I know that charities rely on volunteers, but I’d rarely seen volunteers so actively involved in the delivery of a charity’s core work in this way. StreetDoctors’ volunteers – all full time medical students or junior doctors, who fit their volunteering around their already packed schedules – are all responsible for building relationships with delivery partners and teaching the young people who show up to sessions.
So it’s clear that this charity wouldn’t exist without the young people who deliver its teaching.
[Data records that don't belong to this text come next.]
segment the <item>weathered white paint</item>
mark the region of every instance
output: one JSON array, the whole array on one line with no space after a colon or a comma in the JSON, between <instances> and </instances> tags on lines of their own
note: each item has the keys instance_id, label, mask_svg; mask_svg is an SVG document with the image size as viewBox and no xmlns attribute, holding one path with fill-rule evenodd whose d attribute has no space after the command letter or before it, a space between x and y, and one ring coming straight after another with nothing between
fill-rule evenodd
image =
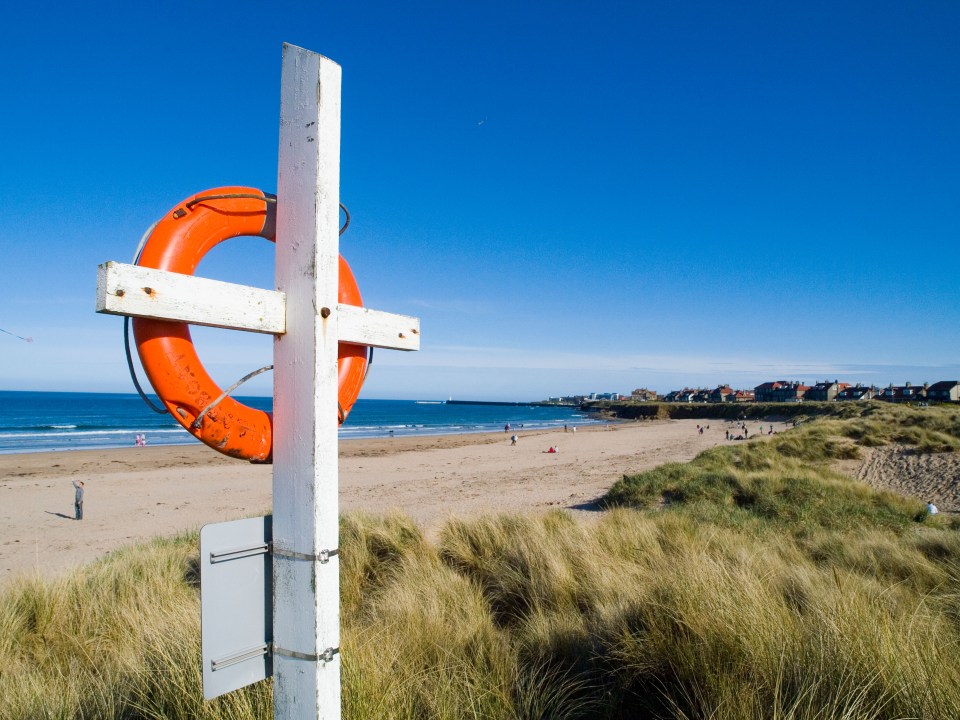
<instances>
[{"instance_id":1,"label":"weathered white paint","mask_svg":"<svg viewBox=\"0 0 960 720\"><path fill-rule=\"evenodd\" d=\"M246 285L106 262L97 270L97 312L280 335L286 295ZM420 320L337 305L340 342L391 350L420 349Z\"/></svg>"},{"instance_id":2,"label":"weathered white paint","mask_svg":"<svg viewBox=\"0 0 960 720\"><path fill-rule=\"evenodd\" d=\"M275 335L274 716L338 719L339 562L297 559L339 545L338 344L417 350L420 321L336 302L340 67L284 44L281 85L278 290L108 262L97 312Z\"/></svg>"},{"instance_id":3,"label":"weathered white paint","mask_svg":"<svg viewBox=\"0 0 960 720\"><path fill-rule=\"evenodd\" d=\"M97 269L97 312L283 333L283 293L117 262Z\"/></svg>"},{"instance_id":4,"label":"weathered white paint","mask_svg":"<svg viewBox=\"0 0 960 720\"><path fill-rule=\"evenodd\" d=\"M339 545L340 66L283 46L277 180L277 289L287 333L274 345L273 543L316 555ZM288 657L340 646L340 564L276 555L273 563L274 717L340 717L340 656Z\"/></svg>"},{"instance_id":5,"label":"weathered white paint","mask_svg":"<svg viewBox=\"0 0 960 720\"><path fill-rule=\"evenodd\" d=\"M420 349L420 318L337 305L340 342L372 345L390 350Z\"/></svg>"}]
</instances>

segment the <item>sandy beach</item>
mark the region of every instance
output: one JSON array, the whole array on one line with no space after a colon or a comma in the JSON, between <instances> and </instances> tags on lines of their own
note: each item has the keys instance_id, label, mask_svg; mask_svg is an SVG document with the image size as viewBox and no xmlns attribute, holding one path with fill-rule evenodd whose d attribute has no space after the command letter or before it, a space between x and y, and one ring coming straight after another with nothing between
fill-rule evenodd
<instances>
[{"instance_id":1,"label":"sandy beach","mask_svg":"<svg viewBox=\"0 0 960 720\"><path fill-rule=\"evenodd\" d=\"M701 435L697 424L530 432L516 446L505 433L345 441L340 510L399 511L428 535L450 517L487 512L563 508L589 520L596 499L621 476L686 462L726 442L730 426L714 421ZM545 453L551 445L560 452ZM960 509L960 458L881 450L838 469L878 488L929 496L948 512ZM925 472L926 465L913 467L918 462L934 466ZM75 479L86 484L80 522L73 520ZM271 466L201 445L0 455L0 583L21 573L54 576L158 535L267 514L271 482Z\"/></svg>"},{"instance_id":2,"label":"sandy beach","mask_svg":"<svg viewBox=\"0 0 960 720\"><path fill-rule=\"evenodd\" d=\"M567 508L588 517L622 475L723 443L715 423L625 423L576 433L340 443L341 512L399 511L428 533L451 516ZM544 451L559 446L555 455ZM0 582L56 575L123 545L270 511L272 469L205 446L0 455ZM71 480L86 485L73 520Z\"/></svg>"}]
</instances>

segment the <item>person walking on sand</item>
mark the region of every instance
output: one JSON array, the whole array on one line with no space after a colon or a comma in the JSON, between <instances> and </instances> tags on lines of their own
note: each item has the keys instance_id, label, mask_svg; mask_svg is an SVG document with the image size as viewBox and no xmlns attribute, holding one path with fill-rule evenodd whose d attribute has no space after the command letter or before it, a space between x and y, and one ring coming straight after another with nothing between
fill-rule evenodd
<instances>
[{"instance_id":1,"label":"person walking on sand","mask_svg":"<svg viewBox=\"0 0 960 720\"><path fill-rule=\"evenodd\" d=\"M73 511L75 520L83 520L83 480L71 481L76 492L73 494Z\"/></svg>"}]
</instances>

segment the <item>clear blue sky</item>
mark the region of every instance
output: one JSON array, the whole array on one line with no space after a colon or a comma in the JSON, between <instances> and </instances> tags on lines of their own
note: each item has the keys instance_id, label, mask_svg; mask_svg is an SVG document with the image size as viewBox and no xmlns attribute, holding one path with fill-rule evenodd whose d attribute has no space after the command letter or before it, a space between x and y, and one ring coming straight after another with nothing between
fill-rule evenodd
<instances>
[{"instance_id":1,"label":"clear blue sky","mask_svg":"<svg viewBox=\"0 0 960 720\"><path fill-rule=\"evenodd\" d=\"M281 44L343 67L341 249L417 315L362 397L960 377L960 3L16 3L0 389L129 392L96 266L276 188ZM272 287L272 249L200 274ZM196 332L228 384L269 338ZM269 394L269 375L251 385Z\"/></svg>"}]
</instances>

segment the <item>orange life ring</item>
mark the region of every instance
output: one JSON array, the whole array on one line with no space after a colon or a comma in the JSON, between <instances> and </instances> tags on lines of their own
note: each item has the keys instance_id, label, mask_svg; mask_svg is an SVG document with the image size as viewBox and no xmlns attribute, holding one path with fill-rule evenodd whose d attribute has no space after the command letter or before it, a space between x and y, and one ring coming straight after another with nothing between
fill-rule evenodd
<instances>
[{"instance_id":1,"label":"orange life ring","mask_svg":"<svg viewBox=\"0 0 960 720\"><path fill-rule=\"evenodd\" d=\"M157 223L138 265L192 275L215 245L241 235L276 239L275 198L248 187L220 187L179 203ZM340 258L339 301L362 305L360 290L347 261ZM186 323L134 318L137 352L150 383L170 414L214 450L253 462L270 462L273 417L227 396L197 417L222 395L193 347ZM338 419L342 423L360 394L367 369L364 345L340 343Z\"/></svg>"}]
</instances>

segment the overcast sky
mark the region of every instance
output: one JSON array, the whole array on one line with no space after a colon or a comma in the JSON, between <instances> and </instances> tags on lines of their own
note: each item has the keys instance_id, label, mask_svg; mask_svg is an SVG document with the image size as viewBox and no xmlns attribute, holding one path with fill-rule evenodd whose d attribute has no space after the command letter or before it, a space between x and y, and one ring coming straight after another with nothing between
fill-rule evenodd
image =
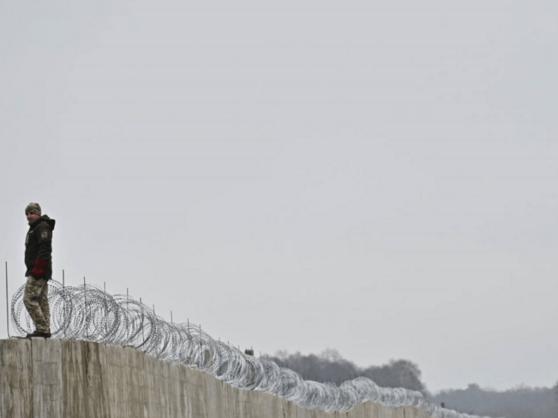
<instances>
[{"instance_id":1,"label":"overcast sky","mask_svg":"<svg viewBox=\"0 0 558 418\"><path fill-rule=\"evenodd\" d=\"M55 279L257 354L552 385L557 43L554 0L3 1L10 293L37 201Z\"/></svg>"}]
</instances>

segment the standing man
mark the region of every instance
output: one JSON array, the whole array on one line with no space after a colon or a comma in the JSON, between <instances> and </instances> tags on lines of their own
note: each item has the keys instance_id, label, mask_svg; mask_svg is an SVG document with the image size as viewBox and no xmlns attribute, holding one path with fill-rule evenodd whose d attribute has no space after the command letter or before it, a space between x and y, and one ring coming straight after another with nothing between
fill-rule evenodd
<instances>
[{"instance_id":1,"label":"standing man","mask_svg":"<svg viewBox=\"0 0 558 418\"><path fill-rule=\"evenodd\" d=\"M54 219L40 215L38 203L31 203L25 208L29 231L25 239L25 276L27 282L23 303L29 313L36 330L27 337L50 336L50 309L48 306L48 281L52 278L52 230Z\"/></svg>"}]
</instances>

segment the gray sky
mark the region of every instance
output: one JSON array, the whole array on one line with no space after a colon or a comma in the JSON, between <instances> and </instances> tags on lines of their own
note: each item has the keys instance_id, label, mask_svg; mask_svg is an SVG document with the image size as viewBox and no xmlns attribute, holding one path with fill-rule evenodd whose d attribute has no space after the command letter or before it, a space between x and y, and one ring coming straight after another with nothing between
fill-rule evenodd
<instances>
[{"instance_id":1,"label":"gray sky","mask_svg":"<svg viewBox=\"0 0 558 418\"><path fill-rule=\"evenodd\" d=\"M553 385L558 6L420 3L2 3L11 292L38 201L55 278L257 353Z\"/></svg>"}]
</instances>

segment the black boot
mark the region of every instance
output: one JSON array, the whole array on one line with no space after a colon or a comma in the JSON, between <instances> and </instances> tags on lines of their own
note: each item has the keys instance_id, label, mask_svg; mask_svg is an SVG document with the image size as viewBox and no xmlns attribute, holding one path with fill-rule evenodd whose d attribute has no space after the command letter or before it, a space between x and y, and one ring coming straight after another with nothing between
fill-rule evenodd
<instances>
[{"instance_id":1,"label":"black boot","mask_svg":"<svg viewBox=\"0 0 558 418\"><path fill-rule=\"evenodd\" d=\"M42 336L43 338L50 338L50 332L40 332L40 331L33 331L31 334L28 334L25 338L31 338L33 336Z\"/></svg>"}]
</instances>

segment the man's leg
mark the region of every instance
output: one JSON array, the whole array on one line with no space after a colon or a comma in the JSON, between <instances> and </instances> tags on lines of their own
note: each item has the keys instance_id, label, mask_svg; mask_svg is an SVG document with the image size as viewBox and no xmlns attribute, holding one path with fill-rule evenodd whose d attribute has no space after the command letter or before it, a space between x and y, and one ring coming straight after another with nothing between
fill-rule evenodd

And the reason that StreetDoctors exists is to educate and empower another group of young people – those who have been involved in violence, or are considered at risk of being involved.
They come to the teaching sessions to learn what to do in a medical emergency, and in the process reflect on the impact of violence and the repercussions of being involved in it. I’d expected them to be intimidating but I was wrong. Many of these young people are still just children, in spite of the fact that they’ve often experienced things that no-one of their age – of any age – should have to experience. They laugh at inappropriate moments and they’re squeamish when shown images of knife wounds. They’re sometimes vulnerable, often intelligent and articulate, and incredibly brave in the face of the violence and loss that is a normal part of life for many of them.
So what will I take away from my time at StreetDoctors? That behind the statistics about youth violence are people whose lives are shattered by it; that much of what we experience in life is down to the circumstance of where we’re born and where we live; and that it is incredibly important that organisations like StreetDoctors do their bit to make life better and safer for everyone. And finally, that if you have people who are focused on their job and share a common vision of what they’re trying to achieve, you can do a lot with a little.